By the Stolz-Cesàro Theorem, we have $$\sum_{k=1}^n \frac{2^k}{k} \sim \frac{2^{n+1}}{n}$$

So $$\frac{1}{n}\sum_{k=1}^n\frac{1}{k}\left(\frac{1}{2}\right)^{n-k} = \frac{1}{n\, 2^n}\sum_{k=1}^n \frac{2^k}{k} \sim \frac{1}{n\,2^n}\frac{2^{n+1}}{n} = \frac{2}{n^2}$$

Hence, the series converge.


Let $$S_n = \sum_{k=1}^n \frac{1}{k} \left( \frac{1}{2} \right)^{n-k}$$

Let's show that $(nS_n)$ is eventually decreasing. By direct computation, for $n > 2$ \begin{align*} (n-1)S_{n-1} – nS_n &= \left( \sum_{k=1}^{n-1} \frac{n-1}{k} \left( \frac{1}{2} \right)^{n-1-k}\right)- \left(\sum_{k=1}^n \frac{n}{k} \left( \frac{1}{2} \right)^{n-k} \right)\\ &= \left( \sum_{k=1}^{n-1} \frac{n-1}{k} \left( \frac{1}{2} \right)^{n-1-k}\right)- \left(\sum_{k=0}^{n-1} \frac{n}{k+1} \left( \frac{1}{2} \right)^{n-k-1} \right)\\ &=\left[ \sum_{k=1}^{n-1} \left(\frac{n-1}{k} - \frac{n}{k+1}\right)\left( \frac{1}{2} \right)^{n-1-k}\right]- \frac{n}{2^{n-1}}\\ &=\left( \sum_{k=1}^{n-1} \frac{n-k-1}{k(k+1)2^{n-1-k}} \right)- \frac{n}{2^{n-1}} \\ &=\left( \sum_{k=0}^{n-2} \frac{k}{2^k(n-k)(n-k-1)} \right) - \frac{n}{2^{n-1}}\quad \quad (\text{substitution } k \rightarrow n-1-k)\\ &= \left( \sum_{k=2}^{n-2} \frac{k}{2^k(n-k)(n-k-1)} \right) + \left(\frac{1}{2(n-1)(n-2)}- \frac{n}{2^{n-1}} \right) \end{align*}

The second parenthesis is clearly positive for $n$ sufficiently large, hence $(n-1)S_{n-1} – nS_n > 0$ for $n$ sufficiently large. In particular, the sequence $(nS_n)$ is bounded : there exists $M \geq 0$ such that $nS_n \leq M$. In particular, one has $$0 \leq \frac{1}{n} S_n \leq \frac{M}{n^2}$$

By comparison, you get that the series $\displaystyle{\sum\frac{1}{n} S_n}$ converges.

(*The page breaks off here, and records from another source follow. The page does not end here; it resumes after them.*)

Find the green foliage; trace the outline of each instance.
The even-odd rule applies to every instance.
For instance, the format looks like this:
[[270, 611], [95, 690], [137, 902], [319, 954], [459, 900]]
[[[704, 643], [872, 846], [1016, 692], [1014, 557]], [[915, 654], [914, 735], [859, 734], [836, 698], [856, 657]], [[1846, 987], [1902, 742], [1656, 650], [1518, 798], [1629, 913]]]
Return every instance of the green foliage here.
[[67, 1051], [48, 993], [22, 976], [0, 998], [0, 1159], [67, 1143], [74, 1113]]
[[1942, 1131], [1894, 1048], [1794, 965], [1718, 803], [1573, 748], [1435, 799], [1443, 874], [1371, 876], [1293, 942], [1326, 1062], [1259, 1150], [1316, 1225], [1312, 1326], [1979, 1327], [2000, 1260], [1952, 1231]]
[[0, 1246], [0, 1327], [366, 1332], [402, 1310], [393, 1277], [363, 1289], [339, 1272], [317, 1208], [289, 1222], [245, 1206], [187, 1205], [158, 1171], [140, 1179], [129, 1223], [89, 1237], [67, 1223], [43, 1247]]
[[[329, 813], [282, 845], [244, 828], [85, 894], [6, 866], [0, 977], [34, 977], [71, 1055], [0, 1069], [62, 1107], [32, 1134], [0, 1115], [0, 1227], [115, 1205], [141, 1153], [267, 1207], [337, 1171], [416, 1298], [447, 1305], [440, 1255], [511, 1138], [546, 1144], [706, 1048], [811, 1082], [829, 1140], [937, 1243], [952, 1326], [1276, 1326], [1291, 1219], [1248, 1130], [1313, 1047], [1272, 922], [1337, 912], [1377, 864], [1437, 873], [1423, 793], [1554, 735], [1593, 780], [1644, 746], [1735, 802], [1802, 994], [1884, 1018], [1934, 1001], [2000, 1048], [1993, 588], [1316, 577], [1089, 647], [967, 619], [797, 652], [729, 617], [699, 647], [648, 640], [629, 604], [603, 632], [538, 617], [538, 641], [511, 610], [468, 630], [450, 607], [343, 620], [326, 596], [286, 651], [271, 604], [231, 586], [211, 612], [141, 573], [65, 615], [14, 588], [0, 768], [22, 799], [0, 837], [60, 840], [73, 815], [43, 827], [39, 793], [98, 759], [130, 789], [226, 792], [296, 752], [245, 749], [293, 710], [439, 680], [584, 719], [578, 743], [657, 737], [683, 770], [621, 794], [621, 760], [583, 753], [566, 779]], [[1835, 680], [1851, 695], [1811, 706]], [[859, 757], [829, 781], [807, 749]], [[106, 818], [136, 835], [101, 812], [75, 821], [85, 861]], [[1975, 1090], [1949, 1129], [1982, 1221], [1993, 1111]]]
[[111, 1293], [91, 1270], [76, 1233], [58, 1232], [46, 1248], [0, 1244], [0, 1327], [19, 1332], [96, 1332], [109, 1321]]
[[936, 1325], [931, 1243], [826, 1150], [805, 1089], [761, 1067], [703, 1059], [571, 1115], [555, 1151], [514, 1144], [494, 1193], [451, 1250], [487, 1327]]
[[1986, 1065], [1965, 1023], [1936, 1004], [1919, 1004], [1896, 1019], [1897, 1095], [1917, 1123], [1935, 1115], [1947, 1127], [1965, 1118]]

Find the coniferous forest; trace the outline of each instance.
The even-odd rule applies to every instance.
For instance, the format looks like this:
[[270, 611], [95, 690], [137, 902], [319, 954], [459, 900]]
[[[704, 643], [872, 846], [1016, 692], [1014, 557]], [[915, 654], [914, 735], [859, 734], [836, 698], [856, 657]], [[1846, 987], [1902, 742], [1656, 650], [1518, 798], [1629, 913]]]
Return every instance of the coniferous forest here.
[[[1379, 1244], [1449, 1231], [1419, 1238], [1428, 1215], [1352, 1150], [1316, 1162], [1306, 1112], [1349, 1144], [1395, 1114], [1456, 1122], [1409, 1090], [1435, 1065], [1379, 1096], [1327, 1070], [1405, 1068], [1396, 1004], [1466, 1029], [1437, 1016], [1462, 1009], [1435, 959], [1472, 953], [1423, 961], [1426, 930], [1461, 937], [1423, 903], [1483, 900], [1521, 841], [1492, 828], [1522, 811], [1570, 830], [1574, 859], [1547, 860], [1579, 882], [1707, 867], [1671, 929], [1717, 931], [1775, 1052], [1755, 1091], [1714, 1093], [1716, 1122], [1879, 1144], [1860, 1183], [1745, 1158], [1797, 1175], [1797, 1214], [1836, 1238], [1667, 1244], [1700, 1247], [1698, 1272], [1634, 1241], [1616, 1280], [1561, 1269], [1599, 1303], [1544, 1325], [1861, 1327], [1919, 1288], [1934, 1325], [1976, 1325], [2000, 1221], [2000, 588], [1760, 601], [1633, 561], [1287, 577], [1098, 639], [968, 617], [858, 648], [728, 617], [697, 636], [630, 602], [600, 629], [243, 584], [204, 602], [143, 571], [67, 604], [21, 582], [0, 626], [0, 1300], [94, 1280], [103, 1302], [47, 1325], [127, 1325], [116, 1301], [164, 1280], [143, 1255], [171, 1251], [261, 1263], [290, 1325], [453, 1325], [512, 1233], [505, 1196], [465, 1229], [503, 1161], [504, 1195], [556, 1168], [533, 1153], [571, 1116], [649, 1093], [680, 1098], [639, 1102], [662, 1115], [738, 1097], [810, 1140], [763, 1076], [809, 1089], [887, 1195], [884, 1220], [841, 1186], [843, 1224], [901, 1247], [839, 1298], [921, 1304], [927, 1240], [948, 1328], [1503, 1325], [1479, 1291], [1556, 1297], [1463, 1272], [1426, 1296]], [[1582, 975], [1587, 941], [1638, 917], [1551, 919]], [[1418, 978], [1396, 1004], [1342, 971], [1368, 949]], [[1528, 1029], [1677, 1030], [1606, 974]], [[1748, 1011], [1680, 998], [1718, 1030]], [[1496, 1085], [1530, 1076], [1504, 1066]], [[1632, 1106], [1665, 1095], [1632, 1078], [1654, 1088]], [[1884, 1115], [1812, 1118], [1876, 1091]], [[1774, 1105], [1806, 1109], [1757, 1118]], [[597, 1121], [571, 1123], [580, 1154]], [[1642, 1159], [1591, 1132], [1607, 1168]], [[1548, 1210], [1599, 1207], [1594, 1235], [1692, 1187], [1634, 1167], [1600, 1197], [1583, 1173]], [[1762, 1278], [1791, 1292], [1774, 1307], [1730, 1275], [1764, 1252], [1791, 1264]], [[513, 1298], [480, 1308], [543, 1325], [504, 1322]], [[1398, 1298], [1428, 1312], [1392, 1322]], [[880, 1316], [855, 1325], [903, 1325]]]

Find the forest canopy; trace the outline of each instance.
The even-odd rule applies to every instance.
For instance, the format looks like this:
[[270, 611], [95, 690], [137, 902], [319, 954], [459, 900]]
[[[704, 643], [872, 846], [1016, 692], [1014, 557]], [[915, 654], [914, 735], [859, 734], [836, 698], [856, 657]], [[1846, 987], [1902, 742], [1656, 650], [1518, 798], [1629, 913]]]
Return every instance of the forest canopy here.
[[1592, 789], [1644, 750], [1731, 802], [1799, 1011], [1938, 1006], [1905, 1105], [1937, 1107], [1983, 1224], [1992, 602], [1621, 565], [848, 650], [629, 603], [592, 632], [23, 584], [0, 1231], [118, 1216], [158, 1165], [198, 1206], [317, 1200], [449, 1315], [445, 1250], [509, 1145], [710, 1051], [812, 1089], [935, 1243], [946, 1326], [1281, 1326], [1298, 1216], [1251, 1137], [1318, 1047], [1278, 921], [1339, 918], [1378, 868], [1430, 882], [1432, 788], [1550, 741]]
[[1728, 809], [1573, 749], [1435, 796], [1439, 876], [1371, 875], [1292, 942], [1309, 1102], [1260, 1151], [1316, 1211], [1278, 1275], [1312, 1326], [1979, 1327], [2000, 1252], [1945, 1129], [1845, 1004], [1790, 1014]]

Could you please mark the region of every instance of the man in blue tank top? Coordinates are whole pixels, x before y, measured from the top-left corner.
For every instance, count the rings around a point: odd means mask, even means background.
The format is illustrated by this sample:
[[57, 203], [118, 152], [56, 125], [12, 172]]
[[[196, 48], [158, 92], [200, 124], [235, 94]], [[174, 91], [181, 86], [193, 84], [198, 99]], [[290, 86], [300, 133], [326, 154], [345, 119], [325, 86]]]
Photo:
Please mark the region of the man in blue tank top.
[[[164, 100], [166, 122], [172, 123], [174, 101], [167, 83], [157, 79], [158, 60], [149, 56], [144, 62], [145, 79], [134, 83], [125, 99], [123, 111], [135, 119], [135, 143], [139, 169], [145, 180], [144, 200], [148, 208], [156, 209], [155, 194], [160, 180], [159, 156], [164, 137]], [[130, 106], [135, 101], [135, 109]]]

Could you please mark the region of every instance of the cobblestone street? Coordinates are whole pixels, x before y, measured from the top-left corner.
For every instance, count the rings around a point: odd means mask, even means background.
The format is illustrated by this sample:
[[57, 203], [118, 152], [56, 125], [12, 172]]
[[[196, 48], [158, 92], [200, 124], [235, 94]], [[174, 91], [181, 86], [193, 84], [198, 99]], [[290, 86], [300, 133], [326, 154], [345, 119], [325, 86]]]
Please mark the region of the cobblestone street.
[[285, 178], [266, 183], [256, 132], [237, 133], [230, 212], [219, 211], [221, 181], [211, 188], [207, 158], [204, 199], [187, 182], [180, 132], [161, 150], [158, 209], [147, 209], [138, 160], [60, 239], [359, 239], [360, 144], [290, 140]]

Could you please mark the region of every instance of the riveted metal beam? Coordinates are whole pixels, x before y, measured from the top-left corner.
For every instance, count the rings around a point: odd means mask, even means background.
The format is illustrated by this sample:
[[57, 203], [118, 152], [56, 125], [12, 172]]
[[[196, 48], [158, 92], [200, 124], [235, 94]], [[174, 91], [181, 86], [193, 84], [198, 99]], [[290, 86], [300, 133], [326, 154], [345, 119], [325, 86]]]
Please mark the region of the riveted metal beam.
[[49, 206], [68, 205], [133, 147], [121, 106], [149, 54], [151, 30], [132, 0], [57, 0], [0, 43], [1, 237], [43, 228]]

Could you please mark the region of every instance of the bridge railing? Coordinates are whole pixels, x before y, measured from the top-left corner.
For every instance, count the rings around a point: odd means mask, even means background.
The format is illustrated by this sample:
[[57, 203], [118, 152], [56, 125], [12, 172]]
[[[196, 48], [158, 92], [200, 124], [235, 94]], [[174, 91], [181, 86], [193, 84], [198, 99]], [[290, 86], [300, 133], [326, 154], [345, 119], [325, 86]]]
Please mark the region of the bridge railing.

Remark : Actually, one can prove using the recursion

$$S_n = \frac{1}{2}S_{n-1} + \frac{1}{n}$$

that the sequence $(nS_n)$ converges to $2$, so $\displaystyle{S_n \sim \frac{2}{n}}$.


\begin{aligned}\sum_{k=1}^{n}{\frac{2^{k-n}}{k}}&=\frac{1}{2^{n-1}}\sum_{k=1}^{n}{\int_{0}^{1}{\left(2x\right)^{k-1}\,\mathrm{d}x}}\\ &=\frac{1}{2^{n-1}}\int_{0}^{1}{\frac{1-2^{n}x^{n}}{1-2x}\,\mathrm{d}x}\\ &=\frac{1}{2^{n}}\int_{-\frac{1}{2}}^{\frac{1}{2}}{\frac{1-\left(1-2x\right)^{n}}{x}\,\mathrm{d}x}\end{aligned}

The integral in the second line make sense because $ x\mapsto\frac{1-\left(2x\right)^{n}}{1-2x} $ can be extended by continuity at $ \frac{1}{2} $, which means it is piecewise continuous on $ \left[0,1\right]$, and, hence, is integrable.

In the third line We've just used a substitution $ y=\frac{1}{2}-x $. Now using the fact that for $ \alpha\geq 0 $, we have that $ \left(\forall x\geq -1\right), \left(1+x\right)^{\alpha}\geq 1+\alpha x $. (Bernoulli's inequality), we have : \begin{aligned}\frac{1}{2^{n}}\int_{-\frac{1}{2}}^{\frac{1}{2}}{\frac{1-\left(1-2x\right)^{n}}{x}\,\mathrm{d}x}\leq\frac{1}{2^{n}}\int_{-\frac{1}{2}}^{\frac{1}{2}}{\frac{2nx}{x}\,\mathrm{d}x}=\frac{n}{2^{n-1}}\end{aligned}

Since $ \sum\limits_{n\geq 1}{\frac{1}{2^{n-1}}} $ converges, our series also converges.